Der patriotische Ärger resultierte darin, dass Aidar ein kleines Spielhäuschen im Ethnostil entwickelte. Doch damit nicht genug – er entschied auch noch, ganz Kasachstan damit zu versorgen. Außerdem kauften einige ehemalige Landsleute, die in die USA oder nach Großbritannien emigriert waren, seine kleinen Jurten zur Erinnerung an die Heimat. Den Käufern geht es darum, in einem neuen Zuhause richtig Wurzeln zu schlagen und gleichzeitig den Himmel durch ein kasachisches Schanyrak zu erblicken.

Bastelmaterial

In Kasachstan sind es hauptsächlich Kindergärten, die Ethnospielzeuge kaufen. Aber auch die Idee, so etwas zum Familienpicknick mitzunehmen, wird zunehmend populärer. Obwohl die Jurte circa 20 Kilo schwer ist, kann man sie mühelos in eine spezielle Tasche einpacken.
Man braucht kein Kamel oder ein anderes „Nomadenverkehrsmittel“ mehr, um die Ethnojurte zu transportieren. Es reicht ein Auto. Ansonsten ist alles wie bei einer normalen Jurte.

Das Häuschen besteht aus mindestens sechs Teilen. Im Kasachischen nennt man diese „Uyk“. Wenn man ein größeres Haus bauen will, dann braucht man mehr Teile dafür. In der Regel ist es aber genug, zehn Teile zu haben, um das Nomadenhaus aufzubauen.

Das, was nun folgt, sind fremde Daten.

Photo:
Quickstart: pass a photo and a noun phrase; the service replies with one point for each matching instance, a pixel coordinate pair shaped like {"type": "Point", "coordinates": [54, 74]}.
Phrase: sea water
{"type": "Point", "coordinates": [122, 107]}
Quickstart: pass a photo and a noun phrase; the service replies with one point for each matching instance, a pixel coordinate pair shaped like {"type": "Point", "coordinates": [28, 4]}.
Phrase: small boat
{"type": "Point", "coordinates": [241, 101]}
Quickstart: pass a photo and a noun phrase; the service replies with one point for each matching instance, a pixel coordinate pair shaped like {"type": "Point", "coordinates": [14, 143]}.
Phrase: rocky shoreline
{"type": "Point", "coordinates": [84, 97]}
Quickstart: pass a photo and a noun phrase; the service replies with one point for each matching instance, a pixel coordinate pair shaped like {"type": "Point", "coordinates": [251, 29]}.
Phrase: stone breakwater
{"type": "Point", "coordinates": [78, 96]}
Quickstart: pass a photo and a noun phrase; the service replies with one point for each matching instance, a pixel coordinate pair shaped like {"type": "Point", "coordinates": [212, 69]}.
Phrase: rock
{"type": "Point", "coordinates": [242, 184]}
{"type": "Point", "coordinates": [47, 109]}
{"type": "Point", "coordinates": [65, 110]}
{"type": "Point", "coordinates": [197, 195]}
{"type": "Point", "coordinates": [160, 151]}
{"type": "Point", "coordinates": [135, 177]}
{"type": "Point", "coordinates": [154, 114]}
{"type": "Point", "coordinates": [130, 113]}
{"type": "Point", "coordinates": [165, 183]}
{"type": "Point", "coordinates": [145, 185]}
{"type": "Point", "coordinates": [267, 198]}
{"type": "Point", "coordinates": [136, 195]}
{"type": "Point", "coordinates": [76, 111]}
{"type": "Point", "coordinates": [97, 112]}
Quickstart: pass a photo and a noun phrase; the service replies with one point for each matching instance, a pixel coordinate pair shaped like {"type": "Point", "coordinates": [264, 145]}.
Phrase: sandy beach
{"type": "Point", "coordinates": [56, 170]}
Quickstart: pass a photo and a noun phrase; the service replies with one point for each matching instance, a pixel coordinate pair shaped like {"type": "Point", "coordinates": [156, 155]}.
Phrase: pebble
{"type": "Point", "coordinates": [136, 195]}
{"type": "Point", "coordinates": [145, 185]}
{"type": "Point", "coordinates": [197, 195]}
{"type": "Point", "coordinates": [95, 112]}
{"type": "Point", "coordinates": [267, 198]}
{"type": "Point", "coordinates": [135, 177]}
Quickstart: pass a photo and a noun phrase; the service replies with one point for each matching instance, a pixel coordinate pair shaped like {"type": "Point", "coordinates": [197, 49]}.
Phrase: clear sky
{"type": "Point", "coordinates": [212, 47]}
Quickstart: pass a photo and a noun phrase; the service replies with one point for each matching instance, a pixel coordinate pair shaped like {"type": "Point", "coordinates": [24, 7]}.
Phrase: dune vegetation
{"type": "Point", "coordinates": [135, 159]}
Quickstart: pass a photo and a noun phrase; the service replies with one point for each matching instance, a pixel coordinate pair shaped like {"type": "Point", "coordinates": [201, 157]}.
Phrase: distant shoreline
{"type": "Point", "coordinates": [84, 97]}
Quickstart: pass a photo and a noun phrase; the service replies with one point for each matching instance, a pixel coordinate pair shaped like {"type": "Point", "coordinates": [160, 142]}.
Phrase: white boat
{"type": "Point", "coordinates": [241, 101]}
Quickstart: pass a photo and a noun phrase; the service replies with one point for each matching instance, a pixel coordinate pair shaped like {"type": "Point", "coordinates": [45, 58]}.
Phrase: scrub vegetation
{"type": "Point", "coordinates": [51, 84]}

In alten Zeiten baute man Jurten aus Weide. Aidar aber bastelte sie aus Birkenholz. Den Filz dafür rollt man mit der Hand. Die Arbeit dauert insgesamt zwei Tage. Die ganze Familie nimmt daran teil – die Männer errichten die Behausung, und die Frauen sorgen, wie üblich, für die Gemütlichkeit. Alle Ornamente stickt man mit der Hand.

Leben im Freien

Aidar ist der Sohn eines Schäfers. Er ging oft mit aufs Feld (im Kasachischen „Zhajlau“) und kann daher Jurten ohne Problem aufbauen. Die heutige Generation dagegen weiß gar nicht mehr, wie man das macht. Man könnte das ändern, indem Kinder öfter die Jurte zusammen mit ihren Eltern aufbauen. So funktioniert Traditionspflege.

Von Beruf ist Aidar Künstler und Bildhauer. Sein späterer Weg war schon in der Kindheit vorgezeichnet, denn er ging nie ohne einen Bleistift und sein Bilderheft aufs Feld. Heute arbeitet er im Baubereich.

Wichtige Details

Während die Familie die Jurte aufbaut, hören sich die Kinder ganz aufmerksam Geschichten an. Zum Beispiel, dass der Eingang im Osten sein sollte, damit die aufgehende Sonne alle Steppenarbeiter weckte. Oder, was noch wichtiger ist – man durfte auf keinen Fall auf die Schwelle treten. Das war ein Tabu, weil es eine böse Absicht des Gastes bedeutete. Bunte Bänder hingen an der Decke und schützten Menschen vor bösen Geistern. Und das Schanyrak brauchte man für die Götter, die durch dieses „Dach“ die Menschen anschauten. Es gilt als das wahre Fenster zum Himmel. Dazu ist noch zu erwähnen, dass es in der Jurte einen Frauen- und einen Männerbereich sowie sieben weitere Zonen gab. Jede Zone hatte ihren eigenen Zweck.

Pläne für die Zukunft

Aidar will die Idee für seine Kinder weiterentwickeln – das Geschirr, die Möbel und alles andere sollen echt sein. Sogar moderne Spielsachen will er ersetzen – beispielsweise soll Barbie gegen die schöne Kunekej und der berühmte Superman gegen Batyr Tolagaj umgetauscht werden.